Everyone in hockey took from that the same cue as Ovechkin’s Capitals’ foil, Nicklas Backstrom. Speaking to a Swedish outlet in the summer, Backstrom explained how two pals navigate the heavy stuff that pops up in any relationship.

“Me and Ovi have decided that in our relationship we do not talk about politics and what is happening in Ukraine at all,” the Swedish forward told Expressen. “It’s the same in the dressing room. Nobody talks about that.”

That sounds healthy. Maybe what the Capitals need isn’t better defence. Maybe what they need is a marriage counsellor.

But every workplace makes accommodations in order to avoid the employees killing each other. This one is special in that all the workers live together for seven or eight months of the year.

That’s the Capitals’ excuse. What’s the NHL’s?

If the league sold cereal instead of hockey, it might’ve wanted Ovechkin, one of its public faces, to be more forthcoming. And having refused to do so, it would have jettisoned him with extreme prejudice. But the NHL has never been good at figuring out what’s in its own interest.

No sports league in human history – and I’m reaching back here to Lions v. Christians – has done a worse job of marketing and promotion. It’s not surprising that the NHL was caught staring dimly into the middle distance when Ovechkin made it look idiotic last spring.

But what has it been doing since?

It can’t have been a huge surprise that Ovechkin – then sitting on 760-something goals – was going to get to 800 at some point. It knew to a certainty that he would pass Howe almost immediately thereafter. It also knew that that would create a countdown situation with Wayne Gretzky (894). And that all of those things would happen within days, and possibly minutes, of each other.

Given so much certainty and lead time, how has the league not figured out a way to counterprogram that story?

This isn’t suggesting it should attack Ovechkin personally, or ignore his achievements. The NHL has decided that a Putin cheerleader within its ranks is okay as long as he never talks about it. It doesn’t cover anyone involved in glory, but people can make up their own minds about how or if they want to support that approach.

But accepting that you’re not getting what you want out of Ovechkin doesn’t mean you can’t work the problem from the other end.

The NHL could be two things at once – the highest profile North American employer of Russians, and the loudest sporting supporter of Ukraine.

The two approaches could complement each other. It’s a lovely way of saying we don’t blame any person for things their government does, but at the same time we feel a responsibility to make a strong statement about what’s happening.

The NHL just missed a perfect opportunity on that score. Ukrainian president Volodymyr Zelensky was in Washington this week. Why not invite him to a Capitals’ game?

Would he have come? Probably not. He has more important things to do.

But publicly extending the offer would have been an unsubtle, powerful rebuke to Ovechkin’s obvious political leanings.

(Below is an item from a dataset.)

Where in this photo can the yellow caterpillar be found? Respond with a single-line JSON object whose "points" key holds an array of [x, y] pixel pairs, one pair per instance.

It would’ve gone a long way to putting the league on the right side of this fight. And it might’ve shaken loose some honest talk about where the NHL is at and what it actually believes in (aside from the value of a dollar). If the NBA or the English Premier League found themselves in the same situation that the NHL does now, they would’ve figured out a way to push back. That’s why they are both enormous global concerns.

The NHL can’t, which is why it is a parochial league. Hockey’s globalization problem isn’t that it’s played on ice. It’s that it can’t see anything past Alaska. For the NHL, the west coast is where the world ends. It isn’t just an opportunity missed, but an opportunity whiffed on. This should be easy. More than any other cultural sector, sports is equipped to do battle using symbols. You don’t have to go shouting about what you believe in. You can do a lot with a single montage or an invitation.

But not the NHL. This is the league public relations forgot. From top to bottom, the only thing it is good at is the Backstrom approach to difficult issues – agree to never talk about it, and hope that somehow wars end by themselves.